With the coming to the European theater of the victory in which she had played a significant part, Carroll was reassigned to the Pacific Fleet, to which she reported at Cristobal, Canal Zone, on 9 June 1945. She sailed to San Diego, California, and Pearl Harbor for exercises through 15 July, when she sailed for Eniwetok, Saipan, and Ulithi, arriving on 17 August.

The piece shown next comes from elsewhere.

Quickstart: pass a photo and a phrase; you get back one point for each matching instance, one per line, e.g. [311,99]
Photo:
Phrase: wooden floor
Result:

Until 3 November 1945, Carroll patrolled the smaller islands of the Palau group searching for by-passed Japanese garrisons and prisoners of war. On 6 October, the surrender of Sonsorol, Fanna, Merir, and Tobi Islands was signed on her decks. She then furnished supplies, and supervised the evacuation of the islands by the Japanese.

=== Post-War decommissioning ===

She was homeward bound on 3 November, and arrived at Jacksonville, Florida, on 14 December. Here she was decommissioned and placed in reserve on 19 June 1946. She was struck from the Navy List on 1 August 1965, sold on 29 December 1966 and scrapped.